I just went ahead and quoted my post from earlier as it fully explains why people with any majority of highway use won't see gains. You're right, you should just keep using 87 if your sole concern is cost per mpg. Most of it will be a waste for you to read so I just made your pertinent section bold and underlined it.

Originally Posted by dyn085 View Post
The explanation for why there is a benefit is actually pretty simple, and that's because Ford incorporates dynamic timing through the use of knock sensors, an Octane Adjustment Ratio (OAR) learned number and a table for which to multiply against in order to offset timing. The sentence itself sounds difficult, but it's pretty easy. A very quick breakdown-

OAR starts at 0 and is learned in two directions, positive (low octane) and negative (high octane).
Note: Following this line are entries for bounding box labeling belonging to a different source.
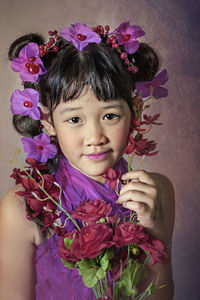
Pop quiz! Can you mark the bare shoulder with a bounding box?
[0,185,41,244]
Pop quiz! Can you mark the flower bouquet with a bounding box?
[58,200,168,300]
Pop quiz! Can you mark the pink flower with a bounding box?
[114,21,145,54]
[71,223,113,259]
[60,23,101,51]
[102,168,121,190]
[10,88,41,120]
[113,222,149,248]
[11,43,47,81]
[141,114,162,125]
[71,200,112,224]
[21,133,57,162]
[136,69,169,98]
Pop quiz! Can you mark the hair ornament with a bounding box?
[10,88,41,120]
[21,133,57,163]
[11,43,47,82]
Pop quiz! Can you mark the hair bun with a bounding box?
[8,33,44,60]
[133,43,160,81]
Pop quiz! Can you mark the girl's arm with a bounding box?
[118,171,175,300]
[0,187,39,300]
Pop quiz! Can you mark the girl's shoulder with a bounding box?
[0,184,43,245]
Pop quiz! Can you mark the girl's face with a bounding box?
[51,90,131,183]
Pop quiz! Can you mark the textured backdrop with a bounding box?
[0,0,200,300]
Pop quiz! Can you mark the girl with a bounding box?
[0,22,174,300]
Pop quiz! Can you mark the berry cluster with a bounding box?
[39,30,60,57]
[92,25,138,74]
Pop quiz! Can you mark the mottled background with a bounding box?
[0,0,200,300]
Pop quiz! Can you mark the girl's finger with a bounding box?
[117,190,154,210]
[120,181,157,198]
[122,170,156,186]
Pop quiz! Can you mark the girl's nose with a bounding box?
[85,124,108,146]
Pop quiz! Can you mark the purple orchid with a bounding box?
[21,133,57,163]
[10,88,41,120]
[60,23,101,51]
[11,43,47,82]
[136,69,169,98]
[114,21,145,54]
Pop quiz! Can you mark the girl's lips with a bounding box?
[86,151,110,160]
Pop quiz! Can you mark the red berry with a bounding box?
[49,38,55,44]
[124,34,131,42]
[48,30,54,36]
[24,101,33,107]
[112,43,119,48]
[53,46,59,52]
[104,25,110,31]
[124,59,130,65]
[28,56,36,62]
[46,42,52,48]
[28,64,40,74]
[120,52,127,59]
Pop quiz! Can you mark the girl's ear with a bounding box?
[39,104,56,136]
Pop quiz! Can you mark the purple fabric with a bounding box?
[35,158,128,300]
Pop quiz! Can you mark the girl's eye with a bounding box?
[104,114,119,120]
[67,117,81,124]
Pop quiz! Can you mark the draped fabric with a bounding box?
[35,158,127,300]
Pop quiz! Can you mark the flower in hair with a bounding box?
[60,23,101,51]
[136,69,169,98]
[10,88,41,120]
[114,21,145,54]
[11,43,47,82]
[21,133,57,162]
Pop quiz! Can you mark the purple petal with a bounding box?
[33,133,50,147]
[21,133,57,162]
[152,86,168,98]
[152,69,169,85]
[124,41,140,54]
[10,88,40,120]
[19,43,39,60]
[127,25,145,39]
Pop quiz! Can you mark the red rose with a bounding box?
[58,230,79,262]
[113,222,149,248]
[71,223,113,259]
[71,200,112,224]
[139,238,169,265]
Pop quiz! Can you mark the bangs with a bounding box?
[41,44,135,109]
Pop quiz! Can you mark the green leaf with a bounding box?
[61,258,78,270]
[79,258,106,288]
[113,261,146,300]
[100,247,115,271]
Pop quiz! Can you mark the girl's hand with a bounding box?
[117,170,162,229]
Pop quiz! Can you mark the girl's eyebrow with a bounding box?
[59,107,82,114]
[59,103,123,114]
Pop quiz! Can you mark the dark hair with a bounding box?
[8,33,159,230]
[8,33,159,137]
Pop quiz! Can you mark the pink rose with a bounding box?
[71,223,113,259]
[113,222,149,248]
[72,200,112,224]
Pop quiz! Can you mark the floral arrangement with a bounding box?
[11,22,168,300]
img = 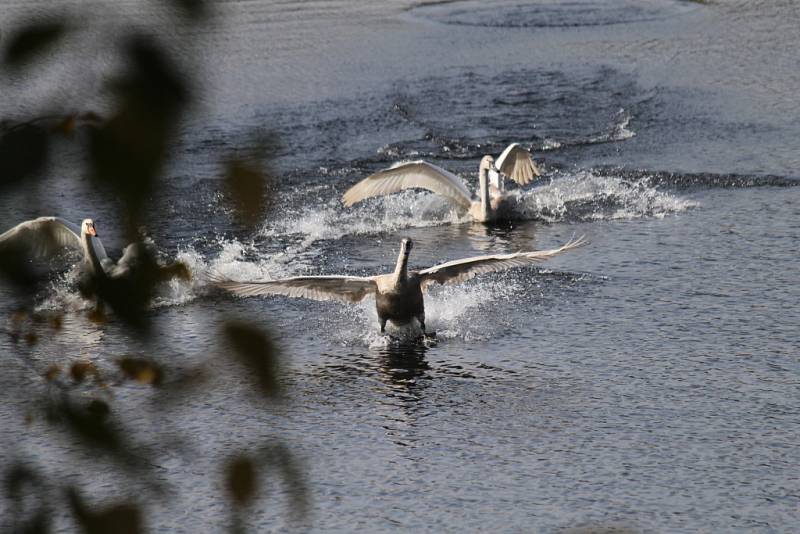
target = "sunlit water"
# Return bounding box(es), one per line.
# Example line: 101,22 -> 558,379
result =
0,0 -> 800,532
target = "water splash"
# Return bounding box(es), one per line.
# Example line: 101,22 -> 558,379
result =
511,171 -> 699,223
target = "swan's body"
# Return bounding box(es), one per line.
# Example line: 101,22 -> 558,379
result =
211,237 -> 586,332
342,143 -> 539,222
0,217 -> 189,312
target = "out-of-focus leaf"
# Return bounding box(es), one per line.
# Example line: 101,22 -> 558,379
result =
50,398 -> 123,459
3,463 -> 51,534
69,362 -> 100,383
3,21 -> 67,67
0,123 -> 50,191
67,488 -> 145,534
117,357 -> 164,386
226,442 -> 309,521
225,456 -> 258,506
224,322 -> 281,398
89,36 -> 189,233
44,364 -> 61,382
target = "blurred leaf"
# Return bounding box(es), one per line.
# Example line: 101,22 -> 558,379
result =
225,456 -> 258,506
50,398 -> 122,456
67,488 -> 144,534
5,463 -> 51,534
224,322 -> 281,398
44,364 -> 61,382
3,21 -> 67,67
117,357 -> 163,386
69,362 -> 100,383
89,35 -> 189,233
0,123 -> 50,191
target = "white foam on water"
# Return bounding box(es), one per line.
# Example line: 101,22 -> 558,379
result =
261,190 -> 466,253
510,171 -> 698,222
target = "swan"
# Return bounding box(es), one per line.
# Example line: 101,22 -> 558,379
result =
0,217 -> 189,309
342,143 -> 540,222
209,236 -> 586,334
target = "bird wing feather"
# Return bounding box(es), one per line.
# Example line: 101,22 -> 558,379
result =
209,274 -> 378,302
342,160 -> 472,209
494,143 -> 540,185
419,236 -> 588,288
0,217 -> 108,261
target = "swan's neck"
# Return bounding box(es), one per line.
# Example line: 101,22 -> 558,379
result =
478,168 -> 490,221
393,249 -> 408,284
83,234 -> 106,276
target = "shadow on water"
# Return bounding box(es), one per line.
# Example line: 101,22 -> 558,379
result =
375,340 -> 431,389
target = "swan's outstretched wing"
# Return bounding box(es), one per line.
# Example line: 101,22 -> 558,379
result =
208,274 -> 378,302
494,143 -> 539,185
419,236 -> 587,288
0,217 -> 108,261
342,160 -> 472,209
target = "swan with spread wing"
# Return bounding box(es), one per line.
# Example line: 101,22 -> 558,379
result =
342,143 -> 539,222
209,236 -> 586,333
0,217 -> 189,308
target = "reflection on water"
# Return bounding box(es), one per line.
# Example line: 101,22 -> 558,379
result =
371,341 -> 430,390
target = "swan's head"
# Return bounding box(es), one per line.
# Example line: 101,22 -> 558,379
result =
81,219 -> 97,237
479,156 -> 494,172
400,237 -> 414,258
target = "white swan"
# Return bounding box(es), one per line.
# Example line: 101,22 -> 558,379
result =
0,217 -> 189,302
209,236 -> 586,333
342,143 -> 539,222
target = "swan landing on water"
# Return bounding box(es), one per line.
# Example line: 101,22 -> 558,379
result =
209,236 -> 586,333
342,143 -> 539,222
0,217 -> 190,313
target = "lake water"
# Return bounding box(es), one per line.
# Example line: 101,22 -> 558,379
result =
0,0 -> 800,532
This gives it a total scale of 1 to -1. This is achieved by monitoring knock sensor (KS) feedback and the timing adjustments that are made accordingly.

The OAR Compensation Table is a timing compensation table with zero or negative numbers at each RPM/load cell. This is located in the borderline ignition tables and is what the OAR learned number multiplies against. The results are then applied to the base timing map being used.
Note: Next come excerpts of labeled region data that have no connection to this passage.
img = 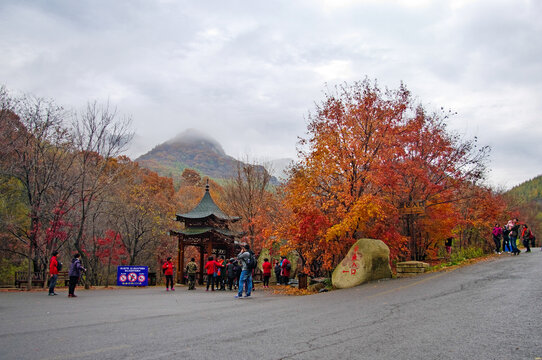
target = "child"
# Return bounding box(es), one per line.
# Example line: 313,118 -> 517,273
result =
162,256 -> 175,291
205,256 -> 219,291
226,258 -> 237,291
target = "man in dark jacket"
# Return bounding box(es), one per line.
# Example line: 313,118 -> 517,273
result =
49,250 -> 58,296
68,254 -> 87,297
226,258 -> 237,291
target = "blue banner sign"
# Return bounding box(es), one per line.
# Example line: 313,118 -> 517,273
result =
117,266 -> 149,286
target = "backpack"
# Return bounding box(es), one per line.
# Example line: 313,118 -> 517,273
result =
245,252 -> 258,270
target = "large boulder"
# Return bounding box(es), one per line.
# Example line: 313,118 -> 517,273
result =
331,239 -> 391,289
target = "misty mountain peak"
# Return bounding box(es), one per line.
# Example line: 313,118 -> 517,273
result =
165,129 -> 225,155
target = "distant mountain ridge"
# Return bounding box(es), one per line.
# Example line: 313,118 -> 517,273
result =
507,175 -> 542,202
135,129 -> 284,183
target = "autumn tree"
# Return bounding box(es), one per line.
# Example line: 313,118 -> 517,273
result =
68,102 -> 133,284
0,91 -> 78,289
109,161 -> 175,265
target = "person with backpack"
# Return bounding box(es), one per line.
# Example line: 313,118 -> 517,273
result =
68,253 -> 87,297
280,256 -> 292,285
162,256 -> 175,291
521,224 -> 533,252
262,258 -> 273,288
226,258 -> 237,291
49,250 -> 62,296
205,256 -> 219,291
491,224 -> 502,254
186,258 -> 198,290
235,244 -> 256,299
502,225 -> 512,252
233,259 -> 243,289
216,256 -> 226,291
273,260 -> 282,285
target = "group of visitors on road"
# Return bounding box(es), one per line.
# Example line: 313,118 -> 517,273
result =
492,218 -> 536,255
49,244 -> 292,298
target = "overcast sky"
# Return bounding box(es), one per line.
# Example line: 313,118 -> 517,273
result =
0,0 -> 542,188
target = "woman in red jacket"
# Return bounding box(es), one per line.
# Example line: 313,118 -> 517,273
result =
49,250 -> 58,296
262,258 -> 273,288
162,256 -> 175,291
205,256 -> 220,291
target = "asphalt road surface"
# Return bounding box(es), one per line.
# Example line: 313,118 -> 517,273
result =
0,248 -> 542,360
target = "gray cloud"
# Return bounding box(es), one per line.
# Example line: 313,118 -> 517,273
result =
0,0 -> 542,190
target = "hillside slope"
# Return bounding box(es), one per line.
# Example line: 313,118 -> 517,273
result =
135,129 -> 277,183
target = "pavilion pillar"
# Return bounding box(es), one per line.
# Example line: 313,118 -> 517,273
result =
199,245 -> 205,285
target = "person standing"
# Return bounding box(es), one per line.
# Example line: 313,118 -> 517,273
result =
262,258 -> 273,288
68,253 -> 87,297
501,224 -> 512,252
186,258 -> 198,290
162,256 -> 175,291
235,245 -> 252,299
226,258 -> 237,291
216,256 -> 226,291
280,256 -> 292,285
273,260 -> 282,285
491,224 -> 502,254
233,259 -> 243,289
49,250 -> 59,296
205,256 -> 218,291
444,236 -> 454,258
507,218 -> 521,255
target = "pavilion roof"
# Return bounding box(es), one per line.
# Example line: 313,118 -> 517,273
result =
176,184 -> 241,222
170,227 -> 243,237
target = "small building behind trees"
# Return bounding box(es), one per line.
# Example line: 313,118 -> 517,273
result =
170,184 -> 243,284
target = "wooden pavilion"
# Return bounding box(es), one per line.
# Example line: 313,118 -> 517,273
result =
170,183 -> 243,284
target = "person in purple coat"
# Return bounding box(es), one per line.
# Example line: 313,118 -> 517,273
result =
68,254 -> 87,297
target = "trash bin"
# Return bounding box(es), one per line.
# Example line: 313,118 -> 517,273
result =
297,273 -> 307,289
149,273 -> 156,286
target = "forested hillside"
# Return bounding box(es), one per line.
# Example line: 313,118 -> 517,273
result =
507,175 -> 542,202
135,129 -> 276,187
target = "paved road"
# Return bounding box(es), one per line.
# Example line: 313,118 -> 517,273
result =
0,249 -> 542,360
Ok, that means nothing to people that can't see the programming. Here's how it works in practice-

While accelerating, the KS are monitoring each cylinder for knock. If no knock is present then it begins advancing the timing up to whatever the Mk3 KS limits are. The OAR system monitors these timing adjustments and shifts the OAR number towards the negative scale accordingly.

Now that the OAR learned number has shifted towards the negative, there is a compensation that can occur. As an example, if the compensation at 1k rpm/.8 load is -5 then that -5 is multiplied against the OAR number to result in the timing compensation at that specific rpm/load. This compensation is applied to the base table and the next time the vehicle accelerates the timing is now more advanced than it was previously, giving the fuel more time to burn through each stroke.
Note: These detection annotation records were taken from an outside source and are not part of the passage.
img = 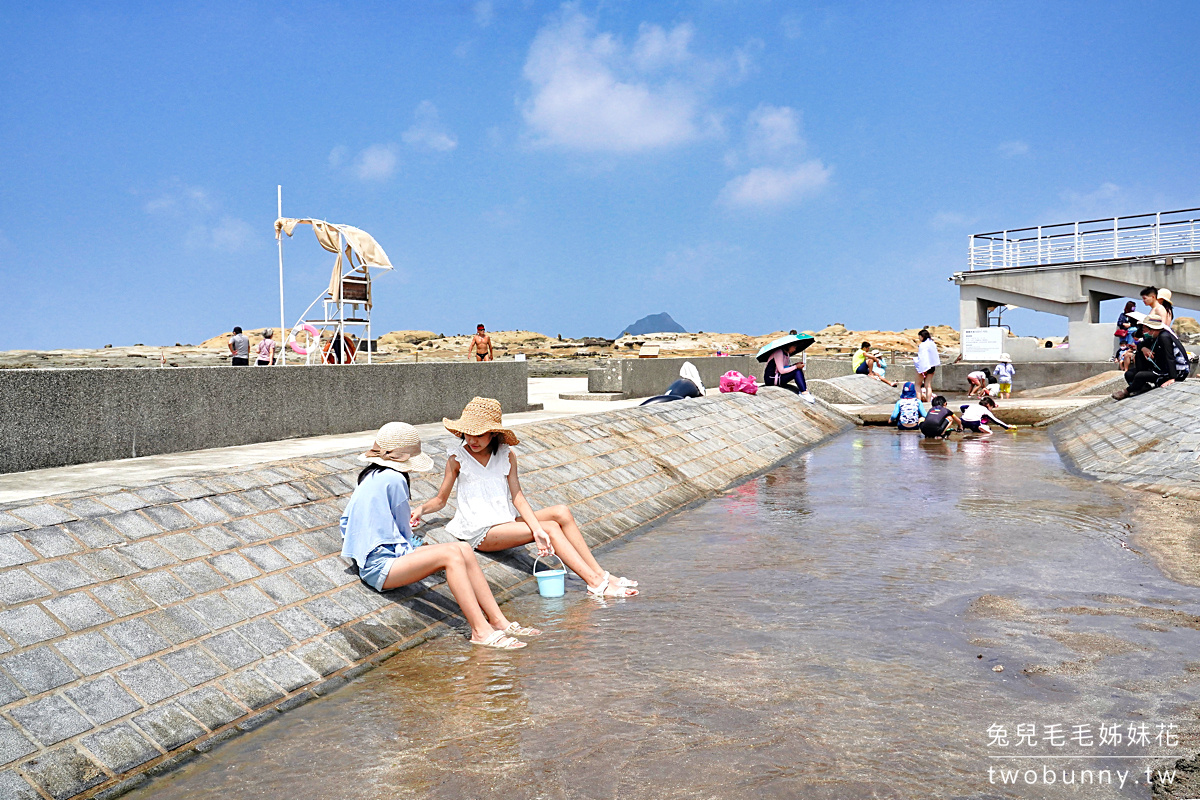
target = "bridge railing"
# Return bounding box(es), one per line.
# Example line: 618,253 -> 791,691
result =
967,209 -> 1200,270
This continues until either the OAR maxes out at -1 or until the compensation is drastic enough to cause the KS to pick up knock. If knock occurs and timing is reduced drastically enough the OAR moves towards the positive. It doesn't have to max out in either direction and will settle out accordingly based on the fuel and average driving.

This process occurs nearly continuously depending on the fuel used. Good fuel will max out the OAR and achieve the maximum timing advance programmed while poor fuel can do the opposite, and I've seen up to a total of ten degrees worth of timing compensation difference on the stock ST tables between low and high octane. Obviously I don't know exactly what the Mk3 has available, but it will be similar because Ford uses the same Master ECU on its platforms.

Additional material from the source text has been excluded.